In other words, if most of the "action" is going to be spent on manufacturing and trading goods, then there should probably be some data and rules set out ahead of time to handle how the markets are going to work in the various places where the merchant/entrepreneur PCs are going to be operating. The PCs can't very well make intelligent decisions on the central "game point" if the DM is just making it up as he goes along, and keeping the PCs in the dark - or if it ultimately is just a process of lucky arbitrary die rolls of the "Profession: Merchant" skill. I guess if I were to run a campaign like that, I'd probably want to look into various board games that touch on the topic (though probably something a bit more complex than "Settlers of Cataan").

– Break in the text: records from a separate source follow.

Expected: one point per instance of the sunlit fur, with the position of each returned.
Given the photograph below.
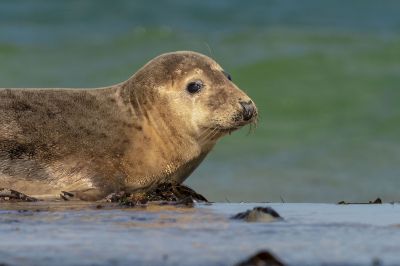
(130, 136)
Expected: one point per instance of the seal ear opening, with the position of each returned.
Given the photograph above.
(194, 86)
(227, 75)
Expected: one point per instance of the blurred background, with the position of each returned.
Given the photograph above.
(324, 74)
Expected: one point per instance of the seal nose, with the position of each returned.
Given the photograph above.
(248, 110)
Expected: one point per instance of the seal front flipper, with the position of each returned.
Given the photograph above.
(91, 194)
(13, 195)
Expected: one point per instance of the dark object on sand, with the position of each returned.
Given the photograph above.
(258, 214)
(262, 258)
(14, 196)
(164, 194)
(377, 201)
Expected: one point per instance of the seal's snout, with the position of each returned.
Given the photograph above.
(248, 110)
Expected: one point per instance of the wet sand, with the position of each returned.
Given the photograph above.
(78, 233)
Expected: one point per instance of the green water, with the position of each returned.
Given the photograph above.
(324, 74)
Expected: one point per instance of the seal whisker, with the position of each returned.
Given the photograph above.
(154, 127)
(209, 135)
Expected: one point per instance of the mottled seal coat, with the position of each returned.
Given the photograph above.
(155, 127)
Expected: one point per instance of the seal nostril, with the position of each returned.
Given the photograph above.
(248, 110)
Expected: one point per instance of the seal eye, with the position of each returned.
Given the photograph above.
(194, 87)
(227, 75)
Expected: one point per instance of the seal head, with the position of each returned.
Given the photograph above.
(154, 128)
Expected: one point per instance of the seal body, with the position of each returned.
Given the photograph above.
(156, 127)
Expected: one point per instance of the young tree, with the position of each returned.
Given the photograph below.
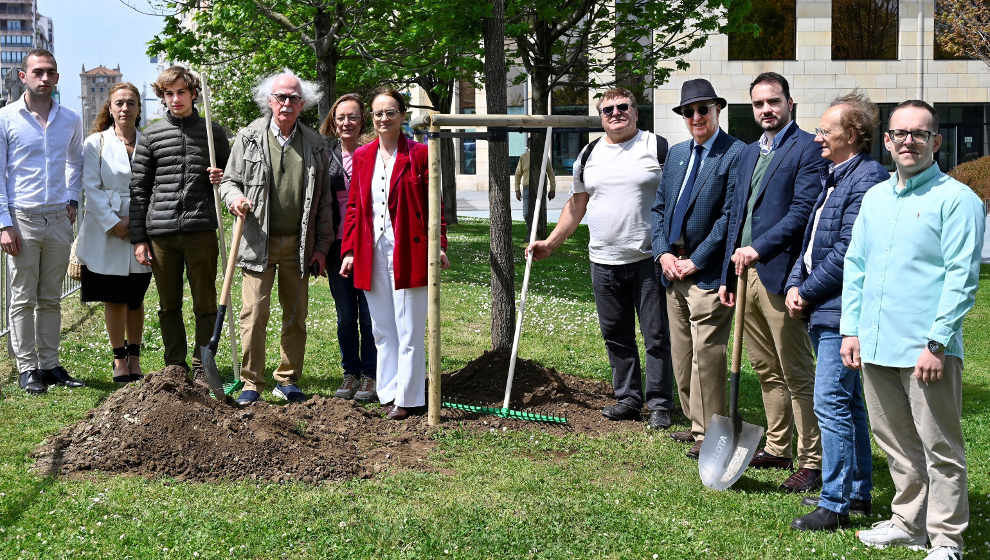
(500, 244)
(581, 42)
(963, 28)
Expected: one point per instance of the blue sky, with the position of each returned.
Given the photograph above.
(94, 32)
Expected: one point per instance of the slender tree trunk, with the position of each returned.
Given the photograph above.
(500, 248)
(541, 106)
(442, 103)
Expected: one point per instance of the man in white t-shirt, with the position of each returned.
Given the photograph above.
(614, 187)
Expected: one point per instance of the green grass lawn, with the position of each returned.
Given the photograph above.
(493, 495)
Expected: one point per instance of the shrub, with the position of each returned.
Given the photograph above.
(976, 174)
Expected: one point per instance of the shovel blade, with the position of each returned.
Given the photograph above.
(212, 373)
(724, 453)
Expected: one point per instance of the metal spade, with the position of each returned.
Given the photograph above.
(730, 443)
(207, 354)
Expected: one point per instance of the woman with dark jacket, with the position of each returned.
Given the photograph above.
(384, 249)
(814, 291)
(173, 217)
(354, 334)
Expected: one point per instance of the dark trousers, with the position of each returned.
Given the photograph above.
(622, 292)
(354, 335)
(196, 253)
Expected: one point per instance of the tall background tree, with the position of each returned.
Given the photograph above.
(582, 43)
(963, 28)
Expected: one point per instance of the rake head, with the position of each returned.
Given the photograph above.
(506, 413)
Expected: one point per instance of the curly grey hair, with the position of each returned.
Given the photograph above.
(310, 91)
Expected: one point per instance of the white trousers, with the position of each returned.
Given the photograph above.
(398, 321)
(36, 275)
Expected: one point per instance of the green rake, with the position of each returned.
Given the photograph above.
(505, 411)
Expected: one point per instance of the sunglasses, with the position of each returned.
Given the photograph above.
(688, 112)
(284, 98)
(621, 107)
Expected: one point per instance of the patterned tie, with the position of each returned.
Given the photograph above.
(680, 211)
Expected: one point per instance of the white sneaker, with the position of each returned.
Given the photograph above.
(944, 553)
(886, 533)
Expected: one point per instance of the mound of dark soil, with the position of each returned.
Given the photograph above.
(169, 426)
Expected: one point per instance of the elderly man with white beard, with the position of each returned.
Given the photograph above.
(277, 179)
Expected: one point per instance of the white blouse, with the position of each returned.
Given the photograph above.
(107, 192)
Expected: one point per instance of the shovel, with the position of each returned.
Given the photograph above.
(729, 442)
(207, 354)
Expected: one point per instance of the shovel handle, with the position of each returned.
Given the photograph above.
(737, 329)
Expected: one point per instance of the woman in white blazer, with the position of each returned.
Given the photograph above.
(110, 272)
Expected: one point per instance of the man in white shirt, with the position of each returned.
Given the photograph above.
(41, 159)
(615, 184)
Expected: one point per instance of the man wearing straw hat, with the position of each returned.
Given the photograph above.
(278, 180)
(173, 220)
(615, 184)
(689, 224)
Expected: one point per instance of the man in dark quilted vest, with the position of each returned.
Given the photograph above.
(173, 219)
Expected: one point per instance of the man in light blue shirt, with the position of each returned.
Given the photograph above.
(40, 181)
(910, 276)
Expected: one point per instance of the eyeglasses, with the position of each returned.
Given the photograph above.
(284, 98)
(688, 112)
(621, 107)
(387, 114)
(920, 136)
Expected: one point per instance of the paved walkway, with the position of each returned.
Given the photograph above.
(474, 204)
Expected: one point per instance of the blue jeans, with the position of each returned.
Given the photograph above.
(847, 465)
(357, 343)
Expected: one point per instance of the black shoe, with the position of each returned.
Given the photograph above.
(856, 507)
(659, 420)
(620, 411)
(58, 376)
(31, 381)
(803, 480)
(820, 520)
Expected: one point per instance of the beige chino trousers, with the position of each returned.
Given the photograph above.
(699, 334)
(293, 295)
(918, 425)
(779, 349)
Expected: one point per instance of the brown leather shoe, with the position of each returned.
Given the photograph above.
(397, 413)
(695, 450)
(804, 480)
(764, 460)
(684, 436)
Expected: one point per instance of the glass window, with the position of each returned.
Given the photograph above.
(776, 38)
(964, 130)
(742, 125)
(864, 29)
(467, 148)
(941, 53)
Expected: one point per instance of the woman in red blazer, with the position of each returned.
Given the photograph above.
(384, 249)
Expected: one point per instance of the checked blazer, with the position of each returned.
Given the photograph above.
(707, 219)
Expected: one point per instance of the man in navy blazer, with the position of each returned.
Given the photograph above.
(689, 223)
(779, 181)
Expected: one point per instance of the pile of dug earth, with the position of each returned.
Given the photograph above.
(169, 426)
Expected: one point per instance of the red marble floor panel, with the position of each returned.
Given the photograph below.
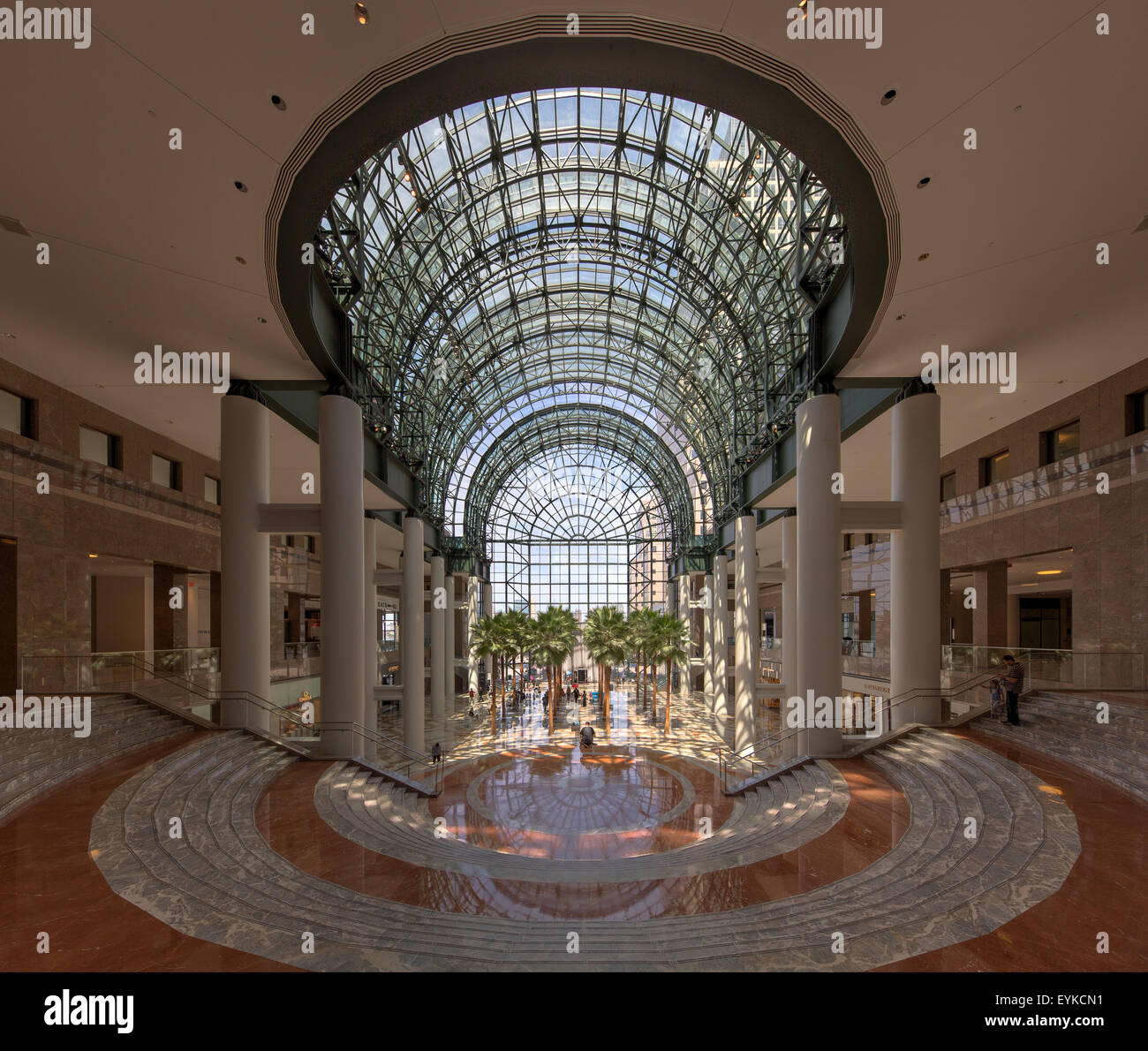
(52, 885)
(1101, 893)
(532, 805)
(875, 820)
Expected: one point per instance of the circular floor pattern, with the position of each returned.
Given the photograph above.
(223, 882)
(521, 819)
(578, 798)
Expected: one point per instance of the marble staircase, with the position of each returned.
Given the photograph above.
(34, 760)
(223, 882)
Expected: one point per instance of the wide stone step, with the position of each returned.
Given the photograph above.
(224, 883)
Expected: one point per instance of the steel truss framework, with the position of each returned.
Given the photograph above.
(593, 253)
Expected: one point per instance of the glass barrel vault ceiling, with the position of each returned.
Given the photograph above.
(578, 268)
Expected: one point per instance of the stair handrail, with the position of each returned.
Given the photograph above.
(306, 729)
(729, 757)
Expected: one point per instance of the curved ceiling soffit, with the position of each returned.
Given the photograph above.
(555, 428)
(620, 50)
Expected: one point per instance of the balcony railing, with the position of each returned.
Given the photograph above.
(1124, 459)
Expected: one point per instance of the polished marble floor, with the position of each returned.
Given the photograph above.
(536, 791)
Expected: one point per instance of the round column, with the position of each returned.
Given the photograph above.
(790, 686)
(707, 640)
(745, 630)
(684, 611)
(370, 634)
(412, 635)
(437, 637)
(448, 645)
(245, 558)
(915, 560)
(488, 606)
(341, 571)
(819, 566)
(719, 591)
(472, 619)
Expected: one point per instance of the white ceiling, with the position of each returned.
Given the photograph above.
(144, 239)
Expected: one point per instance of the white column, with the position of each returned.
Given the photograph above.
(707, 640)
(720, 589)
(245, 554)
(684, 611)
(472, 619)
(341, 570)
(370, 634)
(745, 631)
(448, 646)
(437, 634)
(488, 610)
(412, 635)
(790, 686)
(819, 563)
(915, 558)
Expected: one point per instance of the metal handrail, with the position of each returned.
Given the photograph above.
(728, 757)
(412, 756)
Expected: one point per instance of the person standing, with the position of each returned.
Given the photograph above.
(1014, 683)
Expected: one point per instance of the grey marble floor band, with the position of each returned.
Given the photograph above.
(222, 881)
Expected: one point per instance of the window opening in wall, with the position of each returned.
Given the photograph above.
(100, 447)
(994, 467)
(1060, 442)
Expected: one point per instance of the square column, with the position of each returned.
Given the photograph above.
(412, 635)
(745, 630)
(370, 634)
(439, 601)
(341, 571)
(914, 558)
(245, 558)
(819, 570)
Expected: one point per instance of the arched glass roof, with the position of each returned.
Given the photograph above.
(590, 253)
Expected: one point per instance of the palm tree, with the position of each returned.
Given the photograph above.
(642, 634)
(608, 642)
(555, 635)
(672, 645)
(505, 646)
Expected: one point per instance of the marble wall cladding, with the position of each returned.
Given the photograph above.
(1100, 409)
(92, 509)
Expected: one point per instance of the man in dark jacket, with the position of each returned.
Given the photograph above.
(1014, 683)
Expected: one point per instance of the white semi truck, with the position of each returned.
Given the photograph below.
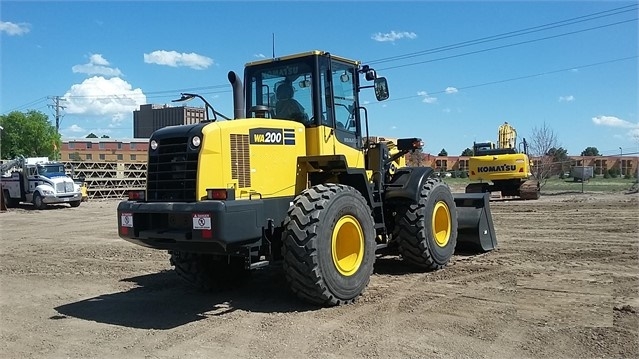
(38, 181)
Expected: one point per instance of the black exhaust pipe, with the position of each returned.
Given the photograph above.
(238, 95)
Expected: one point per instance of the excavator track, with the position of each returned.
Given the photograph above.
(529, 190)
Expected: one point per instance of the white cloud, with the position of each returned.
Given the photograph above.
(74, 128)
(612, 121)
(426, 97)
(99, 96)
(393, 36)
(175, 59)
(97, 65)
(12, 29)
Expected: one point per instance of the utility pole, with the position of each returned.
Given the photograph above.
(57, 107)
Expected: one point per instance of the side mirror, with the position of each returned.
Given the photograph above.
(381, 88)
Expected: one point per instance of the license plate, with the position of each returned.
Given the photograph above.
(126, 219)
(201, 221)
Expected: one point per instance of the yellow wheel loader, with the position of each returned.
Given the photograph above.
(294, 178)
(502, 168)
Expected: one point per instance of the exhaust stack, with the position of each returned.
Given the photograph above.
(238, 95)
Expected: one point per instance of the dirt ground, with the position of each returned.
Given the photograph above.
(564, 283)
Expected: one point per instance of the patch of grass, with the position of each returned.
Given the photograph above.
(596, 184)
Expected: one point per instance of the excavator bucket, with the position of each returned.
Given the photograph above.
(475, 229)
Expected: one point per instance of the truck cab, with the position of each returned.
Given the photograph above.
(40, 182)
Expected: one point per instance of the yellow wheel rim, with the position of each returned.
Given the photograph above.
(347, 245)
(441, 224)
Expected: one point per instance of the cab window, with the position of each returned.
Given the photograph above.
(284, 90)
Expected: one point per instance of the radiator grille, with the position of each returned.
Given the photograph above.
(240, 160)
(172, 171)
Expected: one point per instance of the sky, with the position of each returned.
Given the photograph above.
(456, 70)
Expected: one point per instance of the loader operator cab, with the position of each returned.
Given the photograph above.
(315, 88)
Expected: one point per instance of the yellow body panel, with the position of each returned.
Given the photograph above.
(257, 157)
(498, 167)
(322, 141)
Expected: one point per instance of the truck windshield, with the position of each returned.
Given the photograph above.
(284, 88)
(51, 170)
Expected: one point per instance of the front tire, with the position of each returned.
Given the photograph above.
(329, 245)
(426, 231)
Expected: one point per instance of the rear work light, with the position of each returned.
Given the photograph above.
(220, 194)
(136, 195)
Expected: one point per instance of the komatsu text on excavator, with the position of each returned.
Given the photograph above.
(294, 178)
(502, 168)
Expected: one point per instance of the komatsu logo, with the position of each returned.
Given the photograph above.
(502, 168)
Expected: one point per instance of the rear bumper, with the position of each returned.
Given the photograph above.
(204, 227)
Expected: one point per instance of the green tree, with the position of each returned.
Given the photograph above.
(590, 151)
(560, 161)
(28, 134)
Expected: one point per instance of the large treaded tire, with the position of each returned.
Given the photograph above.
(208, 272)
(416, 237)
(319, 218)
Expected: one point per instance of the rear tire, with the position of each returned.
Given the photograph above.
(208, 271)
(426, 231)
(37, 201)
(329, 245)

Hmm. For some reason I think of a lot of the "shoujo anime" that Gwendel picks up as fansubs: Japanese high school students, various in-school rivalries, though sometimes the "bad guy" rival ends up becoming a friend/ally by the end of the series. Magic powers and cute talking animal sidekicks are optional, but their inclusion is usually accompanied by some potentially life-threatening situation that the heroine must deal with. (I.e., must capture all these magic spirits let loose by magic cards before they hurt anybody. People may never die on-camera in the series - at least not until the last 6 episodes when the mood becomes dark and brooding in time for the climactic conclusion - but there's always the POTENTIAL for it if the heroine weren't so lucky and/or competent.)